El Silver Heels capeaba el desagradable temporal. El jefe de la policía continuaba ofreciendo un aspecto desolador, y de vez en cuando me lanzaba una mirada. Oí el ruido de unos pasos en la cubierta y deduje que la policía realizaba su trabajo y examinaba los papeles de la tripulación. Miré con atención hacia las sombras del extremo oscuro del salón y tuve la momentánea impresión de que allí había alguien… y que después desaparecía.
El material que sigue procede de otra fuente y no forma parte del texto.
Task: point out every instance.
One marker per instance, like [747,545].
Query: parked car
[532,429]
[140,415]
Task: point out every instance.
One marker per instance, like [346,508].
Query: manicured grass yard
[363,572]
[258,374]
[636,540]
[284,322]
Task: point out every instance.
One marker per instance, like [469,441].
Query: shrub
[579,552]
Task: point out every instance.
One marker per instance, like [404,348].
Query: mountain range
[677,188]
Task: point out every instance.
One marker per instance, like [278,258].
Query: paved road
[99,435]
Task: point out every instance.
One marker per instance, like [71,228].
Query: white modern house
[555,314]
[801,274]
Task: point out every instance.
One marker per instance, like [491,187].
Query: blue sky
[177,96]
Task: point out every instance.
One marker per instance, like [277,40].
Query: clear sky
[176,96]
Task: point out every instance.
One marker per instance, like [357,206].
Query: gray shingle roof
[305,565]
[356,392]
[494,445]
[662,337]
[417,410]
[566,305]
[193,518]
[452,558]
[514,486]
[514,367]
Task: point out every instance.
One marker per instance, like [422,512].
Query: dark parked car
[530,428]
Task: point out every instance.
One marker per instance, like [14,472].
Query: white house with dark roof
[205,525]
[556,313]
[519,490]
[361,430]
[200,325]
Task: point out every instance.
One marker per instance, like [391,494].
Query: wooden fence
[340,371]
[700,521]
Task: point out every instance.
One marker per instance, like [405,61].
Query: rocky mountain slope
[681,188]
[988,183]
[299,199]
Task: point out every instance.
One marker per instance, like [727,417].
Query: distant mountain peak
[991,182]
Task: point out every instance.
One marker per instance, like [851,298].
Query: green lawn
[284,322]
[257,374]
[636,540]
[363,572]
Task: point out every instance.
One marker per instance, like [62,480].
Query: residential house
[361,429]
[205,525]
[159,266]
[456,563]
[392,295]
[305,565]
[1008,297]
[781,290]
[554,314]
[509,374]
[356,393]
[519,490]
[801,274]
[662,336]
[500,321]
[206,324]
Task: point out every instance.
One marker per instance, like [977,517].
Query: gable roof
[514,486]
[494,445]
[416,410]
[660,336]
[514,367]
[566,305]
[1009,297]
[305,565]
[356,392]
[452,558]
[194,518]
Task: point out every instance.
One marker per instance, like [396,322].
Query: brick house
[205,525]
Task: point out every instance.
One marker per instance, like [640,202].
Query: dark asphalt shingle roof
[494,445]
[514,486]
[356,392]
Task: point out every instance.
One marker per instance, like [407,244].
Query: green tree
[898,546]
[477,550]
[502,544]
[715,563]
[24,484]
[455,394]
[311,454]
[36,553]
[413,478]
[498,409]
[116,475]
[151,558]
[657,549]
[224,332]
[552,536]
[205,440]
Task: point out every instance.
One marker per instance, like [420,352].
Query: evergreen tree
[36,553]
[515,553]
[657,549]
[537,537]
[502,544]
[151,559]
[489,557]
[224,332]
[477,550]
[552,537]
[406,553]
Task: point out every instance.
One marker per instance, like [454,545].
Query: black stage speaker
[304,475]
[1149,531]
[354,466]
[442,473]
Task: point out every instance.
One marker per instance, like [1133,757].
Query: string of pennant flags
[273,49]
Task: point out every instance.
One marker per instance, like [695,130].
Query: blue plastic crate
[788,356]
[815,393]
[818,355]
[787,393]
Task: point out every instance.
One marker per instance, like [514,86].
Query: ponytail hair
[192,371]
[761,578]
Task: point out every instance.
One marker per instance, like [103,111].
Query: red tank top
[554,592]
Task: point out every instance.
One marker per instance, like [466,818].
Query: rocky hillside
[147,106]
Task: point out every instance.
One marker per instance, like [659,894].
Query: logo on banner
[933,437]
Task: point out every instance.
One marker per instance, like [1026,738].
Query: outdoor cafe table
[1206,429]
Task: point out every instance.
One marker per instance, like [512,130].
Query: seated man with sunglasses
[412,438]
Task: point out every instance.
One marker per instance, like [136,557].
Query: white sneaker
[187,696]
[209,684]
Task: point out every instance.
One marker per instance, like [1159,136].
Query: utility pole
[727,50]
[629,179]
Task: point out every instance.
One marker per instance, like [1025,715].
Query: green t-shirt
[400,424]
En el silencio que se apoderó de la sala, los crujidos de la nave me parecieron siniestros. Los ojos de Nayland Smith miraban con fijeza al propietario norteamericano. Por alguna razón, me alegró oír su voz:
—¿Organizó un almuerzo para Rudolf Adlon en el yate?
—Así es. Pietro Monaghani, que es un buen amigo mío, me había hablado de él.
—Me da la impresión de que Adlon se sintió muy atraído por la condesa.
Brownlow Wilton sonrió con incomodidad, se inclinó hacia delante y eligió un puro de una caja que había sobre la mesa.
—Quizá tenga razón —dijo—, y la verdad es que no me sorprende; además, ese hombre no hace nada para esconder sus sentimientos.
—¿Herr Adlon regresó al Palazzo da Rosa después del almuerzo?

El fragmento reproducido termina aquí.